ただ、こんなに一生懸命に指導してくれる大和を見ると、わざと負けるというのが、ひどい裏切りに思えて——
「ごめんなさい……」
「え、どうしたの刀子ちゃん?」
「ごめんなさい……っ」
ポロリ、ポロリと。
涙がこぼれ落ちる。
「え、ええ!? どっか痛めたの!? それともさっき、刀子ちゃんに触りながら教えたのが気持ち悪かったり!?」
「ぐす、ちゃ、ちゃうねん……ほ、ホンマに、ひっく、うう、ごめんなさい……」
罪悪感に耐え切れず、とうとう泣き出す刀子。
それを見て慌てる大和。
「うえええええええええん!!」
「うええええええええええ!?」
「そんでな、大和くんに申し訳ないって思ったんよ……」
「そうだったのか……」
刀子は大和に事情を説明した。
といっても、宗家だの分家だのと正直に全てを打ち明けてしまうわけにもいかず、ただ『今度の試合でわざと負けないといけない』とだけ言った。

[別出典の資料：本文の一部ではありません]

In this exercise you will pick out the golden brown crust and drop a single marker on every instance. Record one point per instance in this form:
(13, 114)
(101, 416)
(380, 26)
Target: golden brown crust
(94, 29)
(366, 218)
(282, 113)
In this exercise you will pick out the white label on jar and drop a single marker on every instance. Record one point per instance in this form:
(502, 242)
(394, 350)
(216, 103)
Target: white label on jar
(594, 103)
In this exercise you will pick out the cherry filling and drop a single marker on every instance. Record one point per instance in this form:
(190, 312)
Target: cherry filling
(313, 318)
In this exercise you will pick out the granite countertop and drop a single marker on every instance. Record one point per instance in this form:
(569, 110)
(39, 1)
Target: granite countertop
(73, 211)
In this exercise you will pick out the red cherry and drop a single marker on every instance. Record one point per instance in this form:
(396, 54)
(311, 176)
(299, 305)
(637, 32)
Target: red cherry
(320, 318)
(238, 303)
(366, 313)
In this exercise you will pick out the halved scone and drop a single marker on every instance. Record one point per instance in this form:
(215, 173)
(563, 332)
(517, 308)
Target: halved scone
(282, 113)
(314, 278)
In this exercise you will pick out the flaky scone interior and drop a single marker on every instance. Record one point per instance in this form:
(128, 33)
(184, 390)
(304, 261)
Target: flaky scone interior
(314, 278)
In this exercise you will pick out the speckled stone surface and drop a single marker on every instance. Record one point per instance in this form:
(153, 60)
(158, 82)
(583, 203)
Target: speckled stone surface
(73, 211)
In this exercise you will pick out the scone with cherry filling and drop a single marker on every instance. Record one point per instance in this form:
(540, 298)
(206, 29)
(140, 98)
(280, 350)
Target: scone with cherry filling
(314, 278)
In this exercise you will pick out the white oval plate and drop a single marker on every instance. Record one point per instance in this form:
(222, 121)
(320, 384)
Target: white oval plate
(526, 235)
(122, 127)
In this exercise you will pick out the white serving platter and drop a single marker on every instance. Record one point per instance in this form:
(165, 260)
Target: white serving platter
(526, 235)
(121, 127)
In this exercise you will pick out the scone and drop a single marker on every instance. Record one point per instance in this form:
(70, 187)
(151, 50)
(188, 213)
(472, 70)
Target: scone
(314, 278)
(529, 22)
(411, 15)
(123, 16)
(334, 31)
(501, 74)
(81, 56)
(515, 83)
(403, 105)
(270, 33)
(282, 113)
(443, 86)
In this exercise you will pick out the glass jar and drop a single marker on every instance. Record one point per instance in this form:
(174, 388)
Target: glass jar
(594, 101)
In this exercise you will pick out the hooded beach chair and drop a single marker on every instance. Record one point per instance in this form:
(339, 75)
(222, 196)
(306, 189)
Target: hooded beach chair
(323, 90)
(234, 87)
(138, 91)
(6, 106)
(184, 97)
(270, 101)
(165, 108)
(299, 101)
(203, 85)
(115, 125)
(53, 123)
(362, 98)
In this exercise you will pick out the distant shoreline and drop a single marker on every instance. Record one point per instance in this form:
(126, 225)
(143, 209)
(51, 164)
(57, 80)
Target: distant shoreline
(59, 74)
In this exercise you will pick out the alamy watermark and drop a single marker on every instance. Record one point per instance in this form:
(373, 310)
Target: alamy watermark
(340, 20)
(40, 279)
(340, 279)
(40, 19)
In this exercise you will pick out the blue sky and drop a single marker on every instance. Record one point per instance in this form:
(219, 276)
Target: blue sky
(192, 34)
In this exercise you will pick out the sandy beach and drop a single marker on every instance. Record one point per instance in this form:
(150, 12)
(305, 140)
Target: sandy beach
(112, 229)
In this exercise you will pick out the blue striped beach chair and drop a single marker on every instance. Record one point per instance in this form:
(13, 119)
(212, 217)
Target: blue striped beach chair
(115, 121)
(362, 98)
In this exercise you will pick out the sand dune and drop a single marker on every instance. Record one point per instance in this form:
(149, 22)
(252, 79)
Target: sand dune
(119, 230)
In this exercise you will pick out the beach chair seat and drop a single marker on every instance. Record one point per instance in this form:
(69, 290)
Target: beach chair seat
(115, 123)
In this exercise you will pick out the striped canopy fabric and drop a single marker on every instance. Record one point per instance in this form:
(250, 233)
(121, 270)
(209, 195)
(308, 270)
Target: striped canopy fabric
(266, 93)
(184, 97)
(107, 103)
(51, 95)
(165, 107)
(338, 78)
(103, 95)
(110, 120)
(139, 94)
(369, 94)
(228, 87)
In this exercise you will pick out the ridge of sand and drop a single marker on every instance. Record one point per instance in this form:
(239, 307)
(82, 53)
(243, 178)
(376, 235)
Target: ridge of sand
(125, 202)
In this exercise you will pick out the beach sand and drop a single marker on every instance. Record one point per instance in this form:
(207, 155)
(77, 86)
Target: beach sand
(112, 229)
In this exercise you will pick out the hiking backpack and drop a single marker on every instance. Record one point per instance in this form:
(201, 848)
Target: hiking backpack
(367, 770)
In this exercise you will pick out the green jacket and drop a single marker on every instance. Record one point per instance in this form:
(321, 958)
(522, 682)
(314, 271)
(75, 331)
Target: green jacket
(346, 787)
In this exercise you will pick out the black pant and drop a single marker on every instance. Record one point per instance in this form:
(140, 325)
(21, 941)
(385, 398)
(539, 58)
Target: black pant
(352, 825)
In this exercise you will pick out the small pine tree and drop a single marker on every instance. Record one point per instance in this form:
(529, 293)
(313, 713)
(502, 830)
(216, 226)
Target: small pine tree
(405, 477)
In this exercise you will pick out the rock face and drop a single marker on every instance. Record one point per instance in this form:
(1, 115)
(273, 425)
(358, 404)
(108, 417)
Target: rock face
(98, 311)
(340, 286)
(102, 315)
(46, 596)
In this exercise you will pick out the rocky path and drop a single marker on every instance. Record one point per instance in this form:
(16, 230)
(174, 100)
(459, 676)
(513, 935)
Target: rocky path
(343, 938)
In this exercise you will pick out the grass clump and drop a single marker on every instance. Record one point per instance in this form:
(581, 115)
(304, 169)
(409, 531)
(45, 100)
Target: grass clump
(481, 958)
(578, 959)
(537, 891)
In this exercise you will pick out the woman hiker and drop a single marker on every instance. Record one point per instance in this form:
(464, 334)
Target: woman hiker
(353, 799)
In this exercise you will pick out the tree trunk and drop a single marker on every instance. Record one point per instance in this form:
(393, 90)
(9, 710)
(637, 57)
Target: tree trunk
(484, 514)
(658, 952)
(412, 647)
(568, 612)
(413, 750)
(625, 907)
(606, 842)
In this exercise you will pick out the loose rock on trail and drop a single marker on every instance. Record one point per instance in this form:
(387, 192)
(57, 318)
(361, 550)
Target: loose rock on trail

「ホンマにごめんな、せっかく色々教えてくれたのに……」
「ううん、刀子ちゃんが気にすることじゃないよ」
「でも」
「はい、『でも』は禁止。そんな事情があるなら仕方がないよ。それとも、僕と一緒に練習するのはイヤだった?」
「そんなわけない!」
自分でも驚くほどの声が出た。
そんな刀子を見て、大和は笑う。
「ならいいじゃない。それに、僕にも隠してることはあるし——」
「大和くん?」
「ん、ああゴメンゴメン。もう暗くなってきたし、そろそろ帰らないとね」
「あ……」
もう、この夢のような時間が終わってしまう。
刀子の心に悲しみと、寂しさが募った。
「さあ、家の人が心配しちゃうよ。早く帰ろう」
「……うん」
そして二人は山を降りる。
その間、二人に会話はなかった。
「ここまでで大丈夫。もうあとはわかるから」
「……うん」
「刀子ちゃんは大丈夫? ここから一人で帰れるの?」
「……うん、大丈夫。この辺詳しいから」
上の空で受け答えをする刀子。
「そう。それじゃあね、刀子ちゃん」
「あ……」
くるり、と大和は宗家の屋敷へ帰っていく。
再会の約束もできなかった。
ううん、それ以前に剣術を教えてくれたお礼もしていない。
何か声をかけなければいけない。
でもなんて言えばいいんだろう?
ありがとう?
またね?
それとも……
「刀子ちゃん」
はっ、と意識が浮上する。
気が付けば、彼は歩みを止め、こちらを振り返っていた。
「月並みなセリフで悪いんだけどさ……」
彼は恥ずかしそうに頬をかく。
そして、言った。
「刀子ちゃんには、泣き顔よりも笑顔の方が似合ってる。だから安心して。僕がなんとかするから」
不覚にも、また泣きそうになった。
そして、家に帰った刀子は家族から告げられる。
宗家の方でなにかゴタゴタがあったらしく、御前試合は急遽、中止になったと。
父と母が刀子に謝る。
すまなかった。
辛い思いをさせた。
刀子は泣きそうになったが、ここで泣いたら進歩がない。
唇を噛み締めて、必死に涙を堪える。
彼にこんな顔を見せるわけにはいかない。
結局、今日は一度も彼に笑顔を見せることはできなかった。
それなのに、彼は泣き顔よりも笑顔の方が似合うと言ってくれた。
ならば、ここで笑顔の練習をしておくべきだろう。
——また、あの場所で出会った時に、とびっきりの笑顔を見せるために。